Rédigé par l'équipe WebLex.


Focus sur la notion « d’aléa » en matière d’assurance

Un agriculteur contracte un prêt professionnel pour financer l’achat de matériel nécessaire à son activité et souscrit, dans le même temps, une assurance décès-invalidité normalement destinée à prendre en charge les mensualités de ce crédit en cas de maladie.

Victime d’une hernie discale et mis en arrêt de travail, l’agriculteur demande à l’assurance de prendre en charge les mensualités en question, ce qu’elle refuse au motif que ce risque n’est pas couvert par le contrat.

« Ce dont la banque ne m’a pas prévenu » s’indigne l’agriculteur, pour qui le défaut d’information de la banque l’a privé de la possibilité de souscrire une assurance adéquate… ce qui mérite indemnisation.

« Faux » rétorque l’intéressée, qui rappelle que l’agriculteur était déjà en arrêt de travail pour ses maux de dos au moment de la souscription des contrats de prêt et d’assurance.

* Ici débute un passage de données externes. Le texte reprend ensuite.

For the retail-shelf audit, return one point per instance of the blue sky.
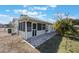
(43, 12)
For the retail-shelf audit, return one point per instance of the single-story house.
(30, 27)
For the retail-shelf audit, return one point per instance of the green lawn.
(59, 44)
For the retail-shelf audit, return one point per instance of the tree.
(64, 26)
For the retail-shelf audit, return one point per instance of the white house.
(30, 27)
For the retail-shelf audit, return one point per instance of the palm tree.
(65, 28)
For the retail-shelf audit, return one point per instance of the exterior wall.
(22, 34)
(41, 32)
(29, 34)
(49, 28)
(15, 28)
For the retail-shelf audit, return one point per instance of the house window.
(39, 26)
(22, 26)
(28, 26)
(34, 26)
(19, 26)
(43, 27)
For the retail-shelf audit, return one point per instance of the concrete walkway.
(38, 40)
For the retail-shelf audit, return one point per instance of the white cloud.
(24, 6)
(53, 6)
(63, 15)
(7, 10)
(31, 13)
(20, 11)
(4, 19)
(39, 8)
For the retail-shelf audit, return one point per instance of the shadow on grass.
(51, 45)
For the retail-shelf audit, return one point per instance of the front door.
(34, 32)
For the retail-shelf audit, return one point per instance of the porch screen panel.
(39, 26)
(29, 26)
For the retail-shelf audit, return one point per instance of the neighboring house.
(30, 27)
(15, 25)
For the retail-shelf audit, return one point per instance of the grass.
(51, 45)
(14, 44)
(60, 44)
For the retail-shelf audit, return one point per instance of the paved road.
(14, 44)
(36, 41)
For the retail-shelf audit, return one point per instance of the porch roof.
(28, 18)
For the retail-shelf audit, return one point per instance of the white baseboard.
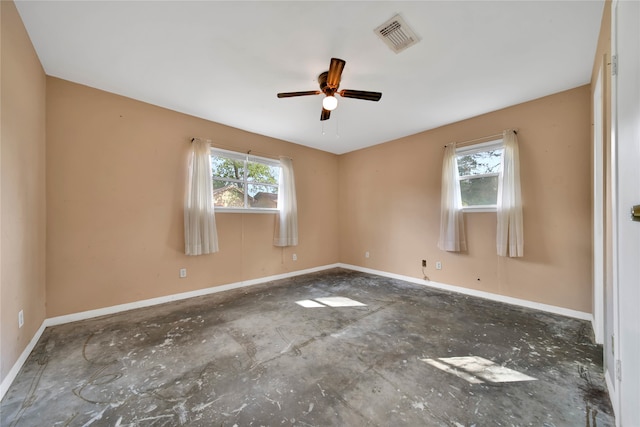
(13, 373)
(475, 293)
(83, 315)
(74, 317)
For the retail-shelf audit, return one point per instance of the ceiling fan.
(329, 82)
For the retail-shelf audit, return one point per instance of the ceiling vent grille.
(396, 34)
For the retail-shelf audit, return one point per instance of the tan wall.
(389, 205)
(115, 184)
(22, 178)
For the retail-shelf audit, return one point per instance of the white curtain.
(286, 230)
(452, 236)
(200, 235)
(510, 234)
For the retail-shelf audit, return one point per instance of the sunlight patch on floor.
(330, 302)
(477, 370)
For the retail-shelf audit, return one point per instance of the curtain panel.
(200, 235)
(286, 229)
(510, 233)
(452, 236)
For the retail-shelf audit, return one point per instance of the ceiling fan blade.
(361, 94)
(291, 94)
(335, 71)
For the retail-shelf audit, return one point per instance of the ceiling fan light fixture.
(330, 103)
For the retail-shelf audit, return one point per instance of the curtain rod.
(248, 152)
(471, 141)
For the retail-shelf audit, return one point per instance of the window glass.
(244, 182)
(479, 169)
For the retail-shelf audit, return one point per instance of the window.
(244, 182)
(479, 169)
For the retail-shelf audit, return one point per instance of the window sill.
(240, 210)
(472, 209)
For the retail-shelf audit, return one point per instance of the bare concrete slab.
(280, 354)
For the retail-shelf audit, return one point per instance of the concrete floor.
(254, 357)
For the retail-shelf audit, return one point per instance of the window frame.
(494, 144)
(244, 157)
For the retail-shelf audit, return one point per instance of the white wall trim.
(611, 391)
(480, 294)
(74, 317)
(84, 315)
(13, 373)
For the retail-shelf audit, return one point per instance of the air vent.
(396, 34)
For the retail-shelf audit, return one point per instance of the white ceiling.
(225, 60)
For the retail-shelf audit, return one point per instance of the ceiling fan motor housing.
(324, 87)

Parce qu’elle existait déjà au moment de la signature des contrats, cette pathologie ne pouvait donc pas, dans tous les cas, être couverte par l’assurance.

Ce que confirme le juge, qui rappelle qu’un contrat d’assurance n’a vocation à couvrir que les seuls risques futurs, et non ceux déjà réalisés au moment de la signature du contrat (ce que l’on appelle techniquement « l’aléa » en matière d’assurance).

Faute de prouver qu’il aurait pu, si la banque l’avait mieux informé, contracter une assurance pour couvrir sa pathologie déjà existante, l’agriculteur voit donc sa demande d’indemnisation rejetée…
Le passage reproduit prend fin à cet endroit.